KEY POINTS:
Fisher & Paykel Healthcare is hopeful a widely anticipated fall in the New Zealand dollar will boost its fortunes.
The medical equipment maker yesterday reported a 30 per cent drop in net profit for the year ended March, despite strong growth in its key US market.
It posted a record operating revenue of $357.9 million on the strength of increased demand and an expansion in international markets. But the company - which derived 58 per cent of its revenue in US dollars for the 2008 financial year - saw after-tax profit take a dive from $50.5 million to $35.3 million, primarily as a result of the weaker US dollar and strong kiwi.
Chief executive Michael Daniell expects strong revenue growth to continue for the 2009 financial year, although profit was contingent on the NZ-US dollar exchange rate.
Operating revenue was expected to grow by around 15 per cent in US dollar terms to approximately US$310 million. At an average NZ dollar exchange rate of US80c, that would keep operating revenue and profit similar to this financial year.
But if that were to fall to an average of US75c, operating revenue would be around $415 million, with a 20 per cent boost in operating profit, the company said. The kiwi yesterday closed at US77.47c, having fallen from above US82c in mid-March.

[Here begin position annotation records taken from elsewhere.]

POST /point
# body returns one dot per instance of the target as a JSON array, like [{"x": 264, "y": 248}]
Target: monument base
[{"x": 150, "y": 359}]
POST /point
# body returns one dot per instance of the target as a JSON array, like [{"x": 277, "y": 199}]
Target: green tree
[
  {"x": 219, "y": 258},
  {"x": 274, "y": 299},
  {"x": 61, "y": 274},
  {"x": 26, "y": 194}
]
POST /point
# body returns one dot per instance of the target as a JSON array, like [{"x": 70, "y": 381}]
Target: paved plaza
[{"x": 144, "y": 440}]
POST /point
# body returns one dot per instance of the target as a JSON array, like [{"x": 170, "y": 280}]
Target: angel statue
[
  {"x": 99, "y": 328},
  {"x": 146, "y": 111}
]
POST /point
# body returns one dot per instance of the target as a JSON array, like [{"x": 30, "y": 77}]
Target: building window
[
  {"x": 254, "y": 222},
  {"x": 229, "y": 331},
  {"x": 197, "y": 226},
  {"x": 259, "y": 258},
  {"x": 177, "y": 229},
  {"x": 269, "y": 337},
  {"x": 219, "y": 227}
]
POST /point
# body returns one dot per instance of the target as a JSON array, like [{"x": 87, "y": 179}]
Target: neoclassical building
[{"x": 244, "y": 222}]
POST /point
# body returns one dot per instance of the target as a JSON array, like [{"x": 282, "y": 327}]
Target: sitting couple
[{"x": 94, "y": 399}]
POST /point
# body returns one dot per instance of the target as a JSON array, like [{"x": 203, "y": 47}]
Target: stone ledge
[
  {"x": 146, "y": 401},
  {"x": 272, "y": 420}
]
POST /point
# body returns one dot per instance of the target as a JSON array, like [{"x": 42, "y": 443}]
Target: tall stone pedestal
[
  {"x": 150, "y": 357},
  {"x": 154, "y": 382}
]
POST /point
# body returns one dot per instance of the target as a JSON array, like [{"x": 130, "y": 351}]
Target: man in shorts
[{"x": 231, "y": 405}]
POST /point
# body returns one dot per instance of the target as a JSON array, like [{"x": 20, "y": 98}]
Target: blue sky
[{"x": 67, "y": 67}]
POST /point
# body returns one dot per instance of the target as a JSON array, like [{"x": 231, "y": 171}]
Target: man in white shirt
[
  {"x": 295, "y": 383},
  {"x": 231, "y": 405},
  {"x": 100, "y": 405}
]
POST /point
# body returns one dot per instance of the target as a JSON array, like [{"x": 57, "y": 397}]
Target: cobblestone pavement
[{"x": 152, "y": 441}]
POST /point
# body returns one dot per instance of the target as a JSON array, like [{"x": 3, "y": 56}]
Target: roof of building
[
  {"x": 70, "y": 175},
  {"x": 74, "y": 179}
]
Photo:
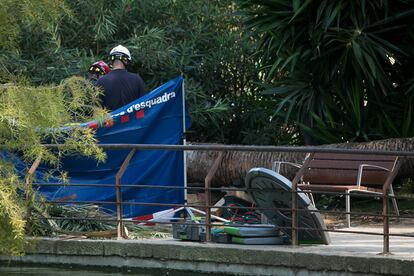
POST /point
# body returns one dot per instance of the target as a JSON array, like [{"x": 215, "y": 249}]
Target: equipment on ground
[{"x": 271, "y": 191}]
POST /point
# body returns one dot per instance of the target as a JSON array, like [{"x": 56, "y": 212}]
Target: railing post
[
  {"x": 299, "y": 175},
  {"x": 386, "y": 219},
  {"x": 120, "y": 226},
  {"x": 386, "y": 225},
  {"x": 207, "y": 186},
  {"x": 29, "y": 194}
]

Many have been tipping decline in the New Zealand dollar. Deutsche Bank is expecting it to average US74c this year. Goldman Sachs JBWere, meanwhile, expects quite significant weakness over the next 12 months, especially if New Zealand interest rates start to come down, as is expected. An analyst, who preferred not to be named, said Fisher & Paykel Healthcare's guidance for 2009 was relatively light, probably reflecting a cautiousness on management's part.
"This is a company that has had to downgrade guidance in recent years - they probably would like to avoid that happening again, so we suspect there's a level of conservatism in this guidance which is higher than it perhaps was last year.
"Operationally it sounds like things are going well, although currency remains an issue."
Daniell said the new financial year has already started strongly, with robust sales and another significant bulk contract for US hospitals secured by its American distribution partner, Cardinal Health.
F&P Healthcare shares closed down 2c at $2.74.
NOT AS HEALTHY
Year to March 31
F&P Healthcare
Operating revenue
2008 - $357.9m
2007 - $347.5m
Ebit
2008 - $58.1m
2007 - $79.6m
Net profit
2008 - $35.3m
2007 - $50.5m
Final dividend
2008 - 7cps
2007 - 7cps
SITE IN MEXICO LIKELY OPTION
A factory in Mexico is looking more likely for Fisher & Paykel Healthcare as it looks to expand its manufacturing operations overseas.
The company had signalled at its last annual meeting that it was eyeing overseas sites to complement its East Tamaki headquarters, which covers more than 51,000sq m and employs about 1500 people, but was expected to reach capacity in about two years.
Chief executive Michael Daniell said the company had been gathering data on manufacturing in places like China, Thailand and Mexico.
"Mexico probably is ahead at present - although we haven't made a decision - because it's very close to our largest market, the United States and Canada. It makes sense from a transportation and lead time point of view to be close to a large market."
North America makes up 46 per cent of the market for the company's products, well ahead of Europe (32 per cent) and the Asia Pacific and other markets, which make up 22 per cent.
Daniell said the company had been having difficulty finding enough staff in New Zealand to satisfy the growing business' needs.
Expanding overseas would mitigate the risk of a natural disaster affecting operations and there were also opportunities for cost savings.
"The thinking is to be primarily putting growth and expansion there and therefore having a relatively small effect in New Zealand," he said.